California college with 12,500 students knocked offline in cyberattack
A community college with 12,500 students in California has been hit by a cyberattack that took down online services and phone lines.
The attack, targeting the College of the Desert, took place on July 4. The specific form of the attack was not disclosed. A spokesperson for the school told the Desert Sun Tuesday that the computer disruption was caused by a “malware attack.”
Some services remain available for students, including Canvas, Adobe and some ancillary systems, and the college has established a temporary website to provide some basic services while its network is restored. The college also said that students who have not paid fees due to the outages will not be dropped from classes and that the cyberattack does not affect classes.
The U.S. Federal Bureau of Investigation has been informed of the attack and the college has employed a third-party firm to attempt to minimize further disruption. This is not the first time the college has been targeted in a “malware attack,” with a similar incident taking place in 2020.
Although the college may be vague on the form of attack, the obvious candidate is ransomware.
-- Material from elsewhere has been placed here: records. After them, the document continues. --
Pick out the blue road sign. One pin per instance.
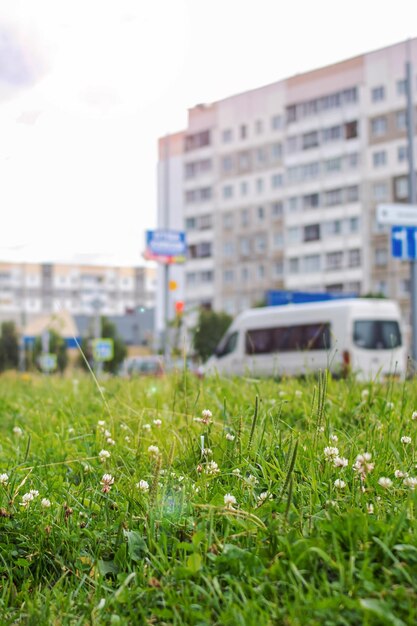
(404, 242)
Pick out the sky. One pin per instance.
(88, 86)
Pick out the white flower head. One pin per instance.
(153, 450)
(143, 485)
(103, 455)
(229, 500)
(385, 482)
(4, 479)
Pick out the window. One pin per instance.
(351, 129)
(376, 334)
(379, 126)
(197, 140)
(402, 86)
(334, 260)
(378, 93)
(381, 257)
(379, 158)
(310, 140)
(333, 197)
(260, 212)
(227, 221)
(227, 191)
(288, 339)
(311, 263)
(352, 193)
(244, 217)
(401, 120)
(380, 191)
(354, 258)
(227, 164)
(311, 201)
(293, 265)
(276, 151)
(312, 232)
(259, 185)
(276, 122)
(294, 234)
(402, 154)
(277, 209)
(227, 135)
(227, 345)
(276, 181)
(401, 188)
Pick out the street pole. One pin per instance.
(412, 198)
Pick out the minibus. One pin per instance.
(359, 335)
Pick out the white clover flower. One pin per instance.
(107, 481)
(340, 461)
(212, 468)
(4, 479)
(229, 500)
(103, 455)
(363, 465)
(410, 481)
(264, 496)
(154, 450)
(330, 453)
(385, 482)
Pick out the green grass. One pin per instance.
(306, 552)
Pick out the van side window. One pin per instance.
(377, 334)
(227, 345)
(288, 338)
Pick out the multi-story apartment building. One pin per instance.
(277, 187)
(29, 290)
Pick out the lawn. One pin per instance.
(232, 502)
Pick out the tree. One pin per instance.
(210, 329)
(57, 346)
(108, 331)
(9, 346)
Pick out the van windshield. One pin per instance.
(377, 334)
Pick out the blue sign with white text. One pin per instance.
(404, 242)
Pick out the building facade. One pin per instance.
(277, 187)
(29, 290)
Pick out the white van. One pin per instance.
(356, 334)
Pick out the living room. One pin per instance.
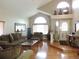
(54, 20)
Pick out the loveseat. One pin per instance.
(12, 39)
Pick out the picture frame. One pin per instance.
(18, 27)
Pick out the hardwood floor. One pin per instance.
(45, 51)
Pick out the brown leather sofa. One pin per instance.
(12, 39)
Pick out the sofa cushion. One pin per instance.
(3, 42)
(16, 36)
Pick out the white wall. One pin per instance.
(9, 25)
(75, 7)
(31, 19)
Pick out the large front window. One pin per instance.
(40, 25)
(1, 27)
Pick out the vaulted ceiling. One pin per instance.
(20, 8)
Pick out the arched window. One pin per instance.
(62, 5)
(40, 20)
(40, 25)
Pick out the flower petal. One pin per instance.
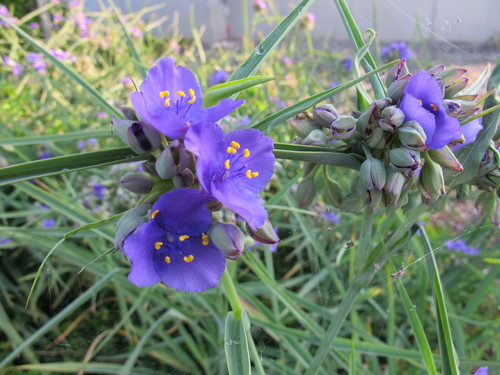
(203, 270)
(139, 247)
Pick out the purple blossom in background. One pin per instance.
(460, 245)
(233, 168)
(220, 76)
(423, 102)
(37, 61)
(171, 100)
(401, 48)
(173, 246)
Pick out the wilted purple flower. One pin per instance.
(171, 100)
(460, 245)
(173, 246)
(423, 102)
(220, 76)
(401, 48)
(233, 168)
(37, 62)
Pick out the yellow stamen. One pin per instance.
(204, 240)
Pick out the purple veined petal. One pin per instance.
(470, 132)
(447, 130)
(183, 212)
(413, 110)
(247, 204)
(140, 247)
(194, 268)
(222, 109)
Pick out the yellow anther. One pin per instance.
(204, 240)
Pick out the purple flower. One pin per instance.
(423, 102)
(233, 168)
(170, 100)
(173, 246)
(37, 62)
(460, 245)
(220, 76)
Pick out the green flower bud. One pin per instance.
(137, 182)
(265, 234)
(228, 238)
(405, 160)
(413, 136)
(446, 159)
(128, 223)
(343, 128)
(306, 192)
(325, 114)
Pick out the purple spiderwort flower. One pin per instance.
(423, 102)
(171, 100)
(173, 246)
(233, 168)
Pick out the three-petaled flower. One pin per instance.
(171, 100)
(173, 246)
(233, 168)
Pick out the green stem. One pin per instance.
(231, 294)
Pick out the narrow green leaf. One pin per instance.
(305, 104)
(66, 164)
(264, 48)
(236, 346)
(216, 93)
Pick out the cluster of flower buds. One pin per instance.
(404, 140)
(175, 235)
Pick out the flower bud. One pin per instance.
(343, 128)
(392, 117)
(228, 238)
(306, 192)
(405, 160)
(325, 114)
(137, 182)
(446, 158)
(372, 175)
(413, 136)
(128, 223)
(265, 234)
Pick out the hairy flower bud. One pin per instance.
(228, 238)
(325, 114)
(137, 182)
Schools, colleges and universities are regularly targeted by ransomware and, given that the attack caused widespread outages at the College of the Desert, a ransomware attack involving encrypted files crippling the college’s network is highly likely.
Josh Rickard, senior security solutions architect at low-code security automation company Swimlane Inc., agreed, telling SiliconANGLE that educational institutions have continued to be a prime target for ransomware groups over the last couple of years.
“While College of the Desert has not said whether the incident was a ransomware attack, only calling it a ‘computer network disruption,’ it is clear that the cyberattack has impacted operations significantly by bringing down the school’s online services and campus phone lines,” Rickard said. “Education institutions such as College of the Desert need to devote more resources to information security teams, tools, processes and products. These programs allow for full visibility into IT environments and can thwart malicious threats in real-time.”
Sally Vincent, senior threat research engineer at security operations center provider LogRhythm Inc., noted that the attack on College of the Desert follows a string of similar cyberattacks in the last year. The long list includes Ohlone College, Savannah State University, University of Detroit Mercy, Centralia College, Phillips Community College of the University of Arkansas, National University College, North Carolina A&T University, Florida International University, Stratford University, Austin Peay State University and Kellogg Community College.